Há um salto qualitativo no
Direito Internacional Penal com o Tribunal de Nuremberg e a tipificação dos
Crimes contra a Humanidade.
Crimes contra a Humanidade foi
uma construção específica do Tribunal de Nuremberg, ainda que já suscitada
anteriormente na 1ª Guerra Mundial. Diante do ataque sistemático e generalizado
contra a população civil, não haveria de se tratar aqui de crimes de guerra,
mas de crimes em que se supõe em que a humanidade como um todo é vítima. Os
Crimes contra a humanidade podem ou não ser cometidos em momentos de guerra:
sequestros, torturas e assassinatos em larga escala foram perpetrados por
ditaduras do cone sul ao longo dos anos 1960-80 e em geral criminosos
anistiados, impossibilitando desde o direito à verdade, à memória e ao luto de
familiares de perseguidos mortos pela repressão e a punição dos agentes
estatais.
O trabalho todavia da professora
Cláudia Perrone parece demonstrar uma tendência de erosão do conceito
tradicional de soberania e imunidades dos chefes de estado em face de um
moderno Direito Internacional lastreado na Internacionalização dos Direitos
Humanos. Todavia, algumas questões ficam em aberto. As leis de anistia de
países da periferia estão sendo revisitadas pela Corte Interamericana de
Direitos Humanos e pela ONU e em decisão de 2010 o Brasil foi julgado e sua Lei de Anistia
foi julgada Inconvencional (incompatível com Pacto São José da Costa Rica ratificado
pelo Brasil). A atuação do Direito Internacional Penal conjugada com o poder
das ruas foi fundamental para a revogação das duas leis de Anistia na
Argentina. Aqui se vislumbra possibilidades progressistas da lógica de
Nuremberg. Mas existe uma contradição de fundo que deveria ser condicionada
pelo poder econômico das grandes nações e sua força política na eventual
responsabilização penal a partir de crimes internacionais penais. Pelos
critérios acima elencados, Hiroshima e Nagasaki não poderiam deixar de ser
considerados crimes de guerra ou mesmo crimes contra a Humanidade. Bush mentiu
para a comunidade internacional acerca de armas de destruição em massa e matou
500 000 vidas para obter petróleo no Iraque. Hoje se sabe que os crimes
perpetrados em conjunto pelas diversas ditaduras no Cone Sul tiveram apoio com
inteligência, treinamento e mesmo logística dos EUA, resultando em
milhares de mortos, torturados e desaparecidos. Alguém cogita que mesmo em
razão de uma noção de cada vez mais compartilhada de “interesses fundamentais e
bens supremos” pela “paz e dignidade humana” de interesse de toda a comunidade
internacional, haverá um Tribunal para julgar os chefes de Estado dos EUA como
os Tribunais Ad Hoc de Ruanda, Serra Leoa, Camboja e Timor Leste?

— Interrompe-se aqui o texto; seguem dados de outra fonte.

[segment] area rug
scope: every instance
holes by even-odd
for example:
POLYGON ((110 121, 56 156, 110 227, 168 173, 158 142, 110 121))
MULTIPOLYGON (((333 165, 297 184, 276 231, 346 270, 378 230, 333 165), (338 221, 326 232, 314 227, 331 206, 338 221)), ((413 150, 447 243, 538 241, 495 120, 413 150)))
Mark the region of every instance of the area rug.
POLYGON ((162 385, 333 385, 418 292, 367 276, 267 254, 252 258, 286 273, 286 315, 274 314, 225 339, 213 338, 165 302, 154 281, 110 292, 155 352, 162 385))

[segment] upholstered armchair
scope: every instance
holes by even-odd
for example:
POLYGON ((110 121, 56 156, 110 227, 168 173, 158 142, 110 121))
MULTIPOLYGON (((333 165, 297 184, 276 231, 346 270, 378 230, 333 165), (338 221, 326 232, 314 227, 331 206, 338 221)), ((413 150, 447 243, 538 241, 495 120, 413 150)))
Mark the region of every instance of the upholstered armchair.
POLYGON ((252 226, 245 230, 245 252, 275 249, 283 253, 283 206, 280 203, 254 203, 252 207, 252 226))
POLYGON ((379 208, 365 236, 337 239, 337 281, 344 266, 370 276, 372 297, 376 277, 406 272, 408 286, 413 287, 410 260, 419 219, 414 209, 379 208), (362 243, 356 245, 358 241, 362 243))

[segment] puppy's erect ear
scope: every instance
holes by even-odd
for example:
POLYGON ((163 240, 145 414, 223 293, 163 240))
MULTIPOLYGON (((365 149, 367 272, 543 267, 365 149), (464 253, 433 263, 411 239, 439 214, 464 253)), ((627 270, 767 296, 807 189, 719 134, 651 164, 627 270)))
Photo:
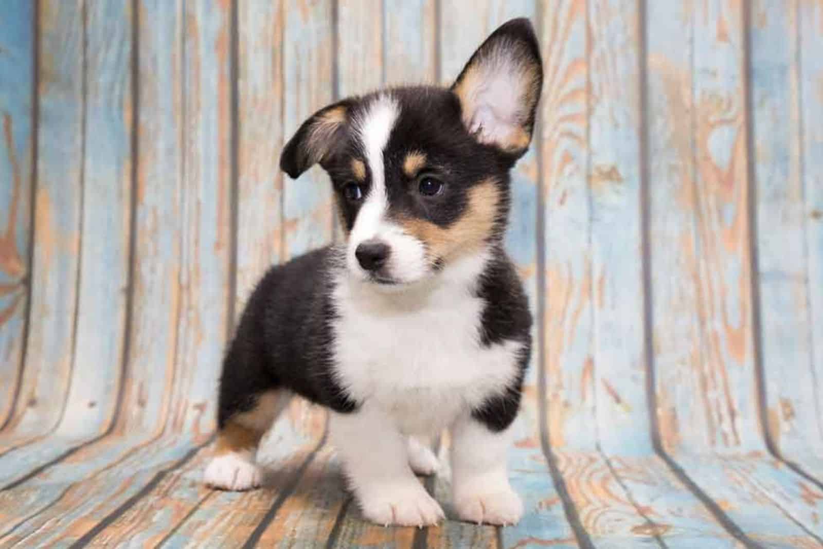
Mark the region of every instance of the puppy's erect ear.
POLYGON ((528 19, 513 19, 477 48, 452 91, 463 123, 480 142, 519 156, 532 141, 542 85, 534 29, 528 19))
POLYGON ((323 164, 342 142, 351 102, 340 101, 314 113, 297 130, 280 155, 280 168, 297 178, 318 162, 323 164))

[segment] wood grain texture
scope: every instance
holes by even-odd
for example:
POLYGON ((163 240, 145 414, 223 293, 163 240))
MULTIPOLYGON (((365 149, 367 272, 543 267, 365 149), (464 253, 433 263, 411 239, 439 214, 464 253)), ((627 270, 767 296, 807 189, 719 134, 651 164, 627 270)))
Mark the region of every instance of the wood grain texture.
POLYGON ((576 451, 597 443, 586 7, 569 0, 544 9, 541 36, 546 419, 552 447, 576 451))
POLYGON ((811 219, 803 200, 797 5, 758 2, 751 9, 752 160, 768 428, 782 453, 820 454, 823 394, 814 370, 804 238, 811 219))
MULTIPOLYGON (((823 49, 823 2, 800 2, 798 10, 800 61, 797 70, 800 72, 800 117, 802 121, 800 149, 803 159, 801 177, 804 205, 802 215, 806 219, 811 373, 816 386, 816 417, 820 420, 823 415, 823 387, 821 385, 823 383, 823 124, 815 121, 823 120, 823 58, 817 54, 823 49)), ((808 430, 807 432, 811 433, 808 430)), ((820 432, 809 436, 818 441, 823 439, 820 432)), ((788 456, 804 465, 816 464, 810 468, 818 480, 823 478, 823 459, 821 459, 820 452, 803 456, 793 451, 788 456)))
MULTIPOLYGON (((700 318, 699 388, 679 441, 718 451, 763 444, 756 409, 751 325, 742 6, 707 2, 694 20, 694 196, 699 259, 695 302, 700 318)), ((653 279, 686 273, 653 272, 653 279)), ((664 307, 667 304, 655 304, 664 307)), ((655 321, 655 330, 665 330, 655 321)), ((657 332, 656 332, 657 333, 657 332)))
POLYGON ((0 484, 102 434, 117 406, 128 282, 131 16, 127 2, 90 2, 86 10, 82 247, 65 410, 56 438, 0 458, 0 484))
POLYGON ((597 437, 607 453, 651 450, 643 353, 638 10, 588 7, 593 356, 597 437))
POLYGON ((384 84, 434 84, 437 71, 435 0, 383 2, 384 84))
POLYGON ((20 382, 30 283, 35 138, 35 8, 7 7, 0 20, 0 429, 20 382))
POLYGON ((181 5, 137 3, 138 115, 131 346, 119 433, 159 432, 169 413, 180 320, 184 193, 181 5), (155 389, 160 387, 161 389, 155 389))
POLYGON ((184 4, 180 318, 168 421, 215 427, 215 388, 228 333, 231 211, 227 2, 184 4))
POLYGON ((337 82, 340 98, 365 94, 383 85, 383 10, 370 0, 339 0, 337 82))
POLYGON ((197 446, 191 437, 109 439, 83 449, 26 484, 0 492, 0 545, 67 545, 142 501, 141 491, 197 446), (137 444, 136 444, 137 443, 137 444), (10 505, 15 501, 14 505, 10 505))
POLYGON ((0 19, 0 547, 823 545, 820 0, 17 3, 0 19), (449 84, 517 16, 545 72, 506 240, 545 304, 546 383, 536 359, 509 455, 523 521, 456 520, 446 467, 426 485, 449 521, 365 522, 300 399, 264 440, 263 490, 204 487, 230 313, 333 233, 327 177, 284 181, 283 141, 337 95, 449 84))
MULTIPOLYGON (((83 159, 83 17, 75 3, 40 7, 41 57, 37 192, 31 272, 32 322, 14 416, 15 440, 60 420, 73 357, 83 159)), ((8 441, 9 439, 7 439, 8 441)), ((0 452, 7 446, 4 442, 0 452)))
POLYGON ((74 365, 58 428, 78 438, 105 431, 118 404, 133 182, 130 2, 90 2, 86 10, 82 247, 74 365))
MULTIPOLYGON (((332 99, 332 2, 286 0, 284 6, 283 131, 291 139, 306 118, 332 99)), ((284 257, 328 243, 332 210, 331 185, 319 166, 296 181, 284 177, 284 257)))
POLYGON ((235 316, 282 256, 282 2, 237 2, 238 205, 235 316))

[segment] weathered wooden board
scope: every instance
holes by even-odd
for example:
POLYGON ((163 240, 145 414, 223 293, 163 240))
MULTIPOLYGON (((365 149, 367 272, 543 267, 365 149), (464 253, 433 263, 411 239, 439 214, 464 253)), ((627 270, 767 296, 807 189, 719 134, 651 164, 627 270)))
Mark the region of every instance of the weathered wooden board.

[1] A lógica de Lotus ou a Lógica de Nuremberg está a
defender os direitos humanos não num plano abstrato mas a ser observar a
realidade concreta de cada situação concreta. A intervenção imperialista norte
americana na Síria, na Venezuela ou na Líbia não poderi vir desacompanhadas
da retórica dos discursos de direitos humanos. Na luta contra o imperialismo, em defesa da
economia nacional e da soberania, em dadas situações, a lógica de lótus pode
perfeitamente ser mais progressista que a lógica de Nuremberg. Ou seja a defesa do direito internacional tradicional da soberania ou mesmo das imunidades de chefes de estado.